Like most people in Phoenix, I had no idea that Phoenix was an old as it is. I figured that it had pretty much started when the oldest malls were built, like back in the '50s. Or that maybe it was as old as the '20s, because of the old buildings that I used to see downtown. Actually, Phoenix goes back to 1870.
Time-travel with me to a Phoenix before automobiles. I'm making the distinction there, because there were cars, it's just that they were Street Cars. It's 1905, and we can go anywhere that we need to without the need for anything but our feet and the Street Cars.
The car lines (or trolley tracks if you prefer) were laid out beginning in the 1880s. Mostly they ran east and west along Washington, but you could also take the Indian School Car Line up 3rd Street, to the Indian School, on Indian School Road. You know, way out in the country. The cars also ran to East Lake Park, where there were things to do, which included a Natatorium (indoor swimming pool).

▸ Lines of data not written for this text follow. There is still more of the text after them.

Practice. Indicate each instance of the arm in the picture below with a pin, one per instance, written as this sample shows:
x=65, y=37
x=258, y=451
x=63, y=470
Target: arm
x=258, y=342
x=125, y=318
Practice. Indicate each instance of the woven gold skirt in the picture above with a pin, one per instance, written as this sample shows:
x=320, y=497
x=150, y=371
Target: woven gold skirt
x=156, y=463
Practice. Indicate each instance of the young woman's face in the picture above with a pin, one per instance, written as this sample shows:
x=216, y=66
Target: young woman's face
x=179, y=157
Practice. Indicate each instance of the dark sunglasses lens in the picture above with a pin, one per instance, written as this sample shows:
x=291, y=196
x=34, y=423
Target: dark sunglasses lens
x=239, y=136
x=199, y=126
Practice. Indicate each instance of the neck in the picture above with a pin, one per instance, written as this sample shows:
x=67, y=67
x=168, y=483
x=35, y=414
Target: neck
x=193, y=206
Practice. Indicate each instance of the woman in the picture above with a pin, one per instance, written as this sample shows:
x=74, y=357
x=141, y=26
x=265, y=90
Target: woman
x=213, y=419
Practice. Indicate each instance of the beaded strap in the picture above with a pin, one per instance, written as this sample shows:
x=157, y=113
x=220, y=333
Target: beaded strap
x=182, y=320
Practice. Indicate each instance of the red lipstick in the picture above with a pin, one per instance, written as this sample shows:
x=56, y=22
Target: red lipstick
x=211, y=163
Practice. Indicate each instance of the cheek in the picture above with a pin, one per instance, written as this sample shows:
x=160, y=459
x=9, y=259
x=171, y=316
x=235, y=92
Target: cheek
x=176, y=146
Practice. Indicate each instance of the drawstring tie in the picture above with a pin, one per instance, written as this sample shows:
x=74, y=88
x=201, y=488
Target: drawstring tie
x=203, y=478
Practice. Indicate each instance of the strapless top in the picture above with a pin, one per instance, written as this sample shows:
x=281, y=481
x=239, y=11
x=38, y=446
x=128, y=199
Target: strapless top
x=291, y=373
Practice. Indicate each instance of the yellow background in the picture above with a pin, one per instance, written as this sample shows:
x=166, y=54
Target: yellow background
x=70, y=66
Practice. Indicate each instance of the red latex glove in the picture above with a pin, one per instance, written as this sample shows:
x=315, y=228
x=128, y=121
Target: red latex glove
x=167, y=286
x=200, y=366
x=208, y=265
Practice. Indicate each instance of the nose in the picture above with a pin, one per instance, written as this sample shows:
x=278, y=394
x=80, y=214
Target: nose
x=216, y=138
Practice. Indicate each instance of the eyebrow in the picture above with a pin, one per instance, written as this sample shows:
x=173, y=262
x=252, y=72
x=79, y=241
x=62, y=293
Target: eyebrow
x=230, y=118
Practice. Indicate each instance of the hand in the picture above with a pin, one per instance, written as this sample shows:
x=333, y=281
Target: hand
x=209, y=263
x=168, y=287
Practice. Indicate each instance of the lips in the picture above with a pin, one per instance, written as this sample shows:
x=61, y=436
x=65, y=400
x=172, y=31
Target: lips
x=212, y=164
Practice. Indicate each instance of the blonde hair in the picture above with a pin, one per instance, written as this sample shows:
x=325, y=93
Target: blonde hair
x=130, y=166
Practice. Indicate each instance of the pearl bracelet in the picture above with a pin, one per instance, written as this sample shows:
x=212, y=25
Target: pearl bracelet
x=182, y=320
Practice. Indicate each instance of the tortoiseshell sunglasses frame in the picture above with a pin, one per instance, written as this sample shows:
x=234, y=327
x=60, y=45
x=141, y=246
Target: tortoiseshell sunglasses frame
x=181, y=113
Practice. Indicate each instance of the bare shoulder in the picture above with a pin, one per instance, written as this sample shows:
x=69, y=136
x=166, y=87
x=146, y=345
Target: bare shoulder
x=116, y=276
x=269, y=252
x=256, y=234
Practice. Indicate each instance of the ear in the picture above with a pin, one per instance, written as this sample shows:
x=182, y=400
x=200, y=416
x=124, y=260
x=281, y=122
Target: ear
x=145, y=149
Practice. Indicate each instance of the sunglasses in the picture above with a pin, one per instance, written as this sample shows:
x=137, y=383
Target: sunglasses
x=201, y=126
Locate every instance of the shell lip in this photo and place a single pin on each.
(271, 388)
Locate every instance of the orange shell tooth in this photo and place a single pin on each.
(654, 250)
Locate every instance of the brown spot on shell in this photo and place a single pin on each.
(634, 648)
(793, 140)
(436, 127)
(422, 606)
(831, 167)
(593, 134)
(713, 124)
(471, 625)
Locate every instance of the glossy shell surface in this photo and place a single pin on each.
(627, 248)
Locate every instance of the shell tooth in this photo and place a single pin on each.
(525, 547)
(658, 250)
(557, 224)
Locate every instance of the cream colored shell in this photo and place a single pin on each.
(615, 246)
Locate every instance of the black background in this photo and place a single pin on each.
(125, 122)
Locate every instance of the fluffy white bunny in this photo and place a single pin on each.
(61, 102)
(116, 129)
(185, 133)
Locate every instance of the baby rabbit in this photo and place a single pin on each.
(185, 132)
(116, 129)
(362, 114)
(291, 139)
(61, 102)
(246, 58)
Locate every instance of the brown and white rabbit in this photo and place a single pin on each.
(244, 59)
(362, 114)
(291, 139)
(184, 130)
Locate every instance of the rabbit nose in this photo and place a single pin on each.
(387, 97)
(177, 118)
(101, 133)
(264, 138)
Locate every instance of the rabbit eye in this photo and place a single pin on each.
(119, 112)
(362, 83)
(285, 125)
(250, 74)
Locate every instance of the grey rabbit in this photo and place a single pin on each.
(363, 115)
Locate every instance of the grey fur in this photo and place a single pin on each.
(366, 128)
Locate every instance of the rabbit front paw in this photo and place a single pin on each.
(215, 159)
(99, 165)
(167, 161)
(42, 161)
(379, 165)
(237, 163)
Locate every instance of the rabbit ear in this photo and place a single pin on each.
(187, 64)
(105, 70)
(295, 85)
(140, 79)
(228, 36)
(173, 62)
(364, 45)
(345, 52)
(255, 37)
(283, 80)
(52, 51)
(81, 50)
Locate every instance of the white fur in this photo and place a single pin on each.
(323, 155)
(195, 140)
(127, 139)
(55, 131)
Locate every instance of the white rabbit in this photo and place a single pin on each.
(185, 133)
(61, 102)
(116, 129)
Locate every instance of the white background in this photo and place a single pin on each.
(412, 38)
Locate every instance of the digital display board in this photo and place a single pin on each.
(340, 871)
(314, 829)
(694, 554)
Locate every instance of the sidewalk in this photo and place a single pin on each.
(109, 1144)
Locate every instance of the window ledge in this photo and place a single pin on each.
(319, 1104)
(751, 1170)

The cars (remember that I'm referring to Street Cars here) ran just about all of the time. There was no need to consult a schedule. But we really don't need the Street Cars, everything we need is right here within walking distance. And we have something that's almost unheard of in the 21st Century, free delivery. It worked like this: we walk into a store, choose what we want, and it's delivered to us. We don't carry stuff around, we just walk home, or take the Street Car back. The deliveries are done either with horses and wagons, or on bicycles, or on those newfangled things called "motorcycles".
|The first car in Phoenix. You're looking east on Washington at 2nd Avenue.|
Look! There's Dr. Swetman, with his horseless carriage! Let's go look at it, maybe he'll give us a ride. Can you image how wonderful it will be like when everyone has their own horseless carriage? No more walking, no more muddy streets, no more Street Cars.
Image at the top of this post: Looking west on Washington from just east of 1st Street in 1905, Phoenix, Arizona. The automobiles will change everything in just a few years.